Karesz appeared happy, showing me the endless supply of mushrooms he discovered. He grew up not that far from here and was comfortable in the villages and backwood.

“Are you sure he’s going to come?” I asked Karesz.

“Of course, he said he would.”

“Do you want to call him?”

“He told me to call him only if we found another way to get the car out.”

“What if he thinks we found another way?”

“He doesn’t. Why wouldn’t he come if he said he would?”

I tried to distract myself. Karesz passed the time by talking about foraging and I watched him eye the mushrooms again, musing about how obvious it is to find something you have been looking for only when you have stopped trying.

I wondered if I wasn’t wasting my chance to find the cemetery on my own. But if the tractor man didn’t show up, and it got dark before I could find my way back, then what? It’s bad enough to sleep in a forest near my family’s cemetery. But sleeping in the cemetery alone? That would be too much.

Down the road, I could hear the sound of tires on gravel. The man on the tractor kept his word.

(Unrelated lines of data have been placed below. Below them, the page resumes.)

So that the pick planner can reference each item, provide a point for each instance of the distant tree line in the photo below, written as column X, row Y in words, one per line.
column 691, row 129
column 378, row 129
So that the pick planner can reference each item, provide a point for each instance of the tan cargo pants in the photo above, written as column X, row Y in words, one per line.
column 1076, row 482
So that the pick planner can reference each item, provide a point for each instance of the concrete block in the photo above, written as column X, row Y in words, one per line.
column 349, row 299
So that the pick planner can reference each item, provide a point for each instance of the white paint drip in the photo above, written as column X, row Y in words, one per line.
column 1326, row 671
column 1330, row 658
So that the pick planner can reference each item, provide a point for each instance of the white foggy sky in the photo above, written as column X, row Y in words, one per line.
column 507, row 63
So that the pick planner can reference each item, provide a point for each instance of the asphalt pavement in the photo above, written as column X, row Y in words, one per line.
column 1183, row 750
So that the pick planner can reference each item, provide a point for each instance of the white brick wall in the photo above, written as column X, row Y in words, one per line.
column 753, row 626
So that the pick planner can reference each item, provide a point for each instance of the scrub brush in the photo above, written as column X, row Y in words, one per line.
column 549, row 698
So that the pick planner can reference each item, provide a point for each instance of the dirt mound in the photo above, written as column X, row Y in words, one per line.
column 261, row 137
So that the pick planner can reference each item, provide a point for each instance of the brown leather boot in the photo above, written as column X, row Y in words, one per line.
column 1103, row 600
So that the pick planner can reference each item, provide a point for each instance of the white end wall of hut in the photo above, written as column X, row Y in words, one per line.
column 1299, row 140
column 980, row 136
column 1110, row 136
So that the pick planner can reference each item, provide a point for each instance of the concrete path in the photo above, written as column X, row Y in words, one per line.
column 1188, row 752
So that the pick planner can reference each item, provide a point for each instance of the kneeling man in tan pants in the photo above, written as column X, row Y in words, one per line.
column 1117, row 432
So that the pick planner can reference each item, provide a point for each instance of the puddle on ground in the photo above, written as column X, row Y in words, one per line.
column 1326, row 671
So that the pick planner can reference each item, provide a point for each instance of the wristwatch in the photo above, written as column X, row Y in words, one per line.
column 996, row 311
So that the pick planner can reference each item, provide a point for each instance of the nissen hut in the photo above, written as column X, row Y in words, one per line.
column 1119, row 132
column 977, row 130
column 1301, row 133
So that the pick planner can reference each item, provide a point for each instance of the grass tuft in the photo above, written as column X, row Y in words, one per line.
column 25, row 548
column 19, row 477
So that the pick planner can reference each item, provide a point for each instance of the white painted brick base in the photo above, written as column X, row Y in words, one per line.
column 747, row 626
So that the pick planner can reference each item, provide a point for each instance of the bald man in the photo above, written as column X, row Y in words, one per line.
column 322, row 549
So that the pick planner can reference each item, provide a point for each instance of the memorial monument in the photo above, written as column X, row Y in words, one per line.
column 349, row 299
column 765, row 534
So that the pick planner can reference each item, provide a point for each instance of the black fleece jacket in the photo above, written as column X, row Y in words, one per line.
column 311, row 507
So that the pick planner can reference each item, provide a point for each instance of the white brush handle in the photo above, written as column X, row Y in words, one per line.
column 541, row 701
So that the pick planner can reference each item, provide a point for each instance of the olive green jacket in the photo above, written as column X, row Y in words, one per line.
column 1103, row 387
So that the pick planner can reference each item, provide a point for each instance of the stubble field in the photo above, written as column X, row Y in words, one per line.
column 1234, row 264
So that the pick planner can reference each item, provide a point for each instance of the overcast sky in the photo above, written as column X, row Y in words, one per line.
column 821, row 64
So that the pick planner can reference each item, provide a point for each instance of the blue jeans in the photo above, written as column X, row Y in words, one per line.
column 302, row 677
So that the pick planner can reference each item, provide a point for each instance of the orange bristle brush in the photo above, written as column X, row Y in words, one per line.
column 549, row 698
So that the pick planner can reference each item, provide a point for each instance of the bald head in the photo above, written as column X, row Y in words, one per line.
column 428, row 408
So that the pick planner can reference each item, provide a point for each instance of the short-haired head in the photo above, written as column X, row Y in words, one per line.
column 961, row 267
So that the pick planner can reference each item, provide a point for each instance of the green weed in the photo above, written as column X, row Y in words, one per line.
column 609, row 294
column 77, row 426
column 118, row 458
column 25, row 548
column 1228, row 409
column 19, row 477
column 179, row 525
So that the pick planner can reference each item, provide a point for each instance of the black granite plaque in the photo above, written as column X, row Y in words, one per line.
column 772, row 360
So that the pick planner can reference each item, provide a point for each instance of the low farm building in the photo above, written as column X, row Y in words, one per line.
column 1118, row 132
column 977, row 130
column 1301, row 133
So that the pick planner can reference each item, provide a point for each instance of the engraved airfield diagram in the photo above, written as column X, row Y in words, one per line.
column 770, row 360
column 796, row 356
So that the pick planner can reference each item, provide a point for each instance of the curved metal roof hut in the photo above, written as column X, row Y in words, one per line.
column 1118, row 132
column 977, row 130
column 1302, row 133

“I told you he’d come back,” Karesz said. I nodded and waited by the road as they tied a rope from one car to the other and pulled. I acted like I never had a doubt.

“Do you have anything we can give him, for his grandkids. Chocolates? A nice pen? Karesz asked.

“I have money,” I mentally counted the Forint equivalent of 300 Euros in my wallet.

“He won’t take your money.”

“I have a pretty notepad with a few pages scribbled in. I can rip those pages out.”

“No, never mind,” he said.

The man stopped next to me in his car on his way out. I thanked him profusely in my limited Hungarian and begged him, through Karesz, to take my money. But he just uttered a few words and waved.

“We are all human,” Karesz told me, “that’s what he said. We all need help sometimes.” I watched him drive away.

“Did he know we were going to the Jewish cemetery?”

“Yes, he said it’s just a short while up the road. We were on the right track.”

Karesz, Laszlo and I got back into the car. It was dark already and light rain hit the windshield.

“I told you he’d come back,” Karesz told me. “Country people are different. They don’t say a lot but mean what they say.”

I think of my grandmother’s village, about the people I interviewed over the last few days. They all appear so helpful and kind. Good people, most of them. And I can’t help but think of her neighbours, and my grandfather’s neighbours, before the war. Good people, too. Until they weren’t.

Mushrooms in the forest.
**The Arrow Cross Party only came into power in Hungary on October 15, 1944. While they committed terrible atrocities, the story of Jewish slave labour is really a homegrown Hungarian one.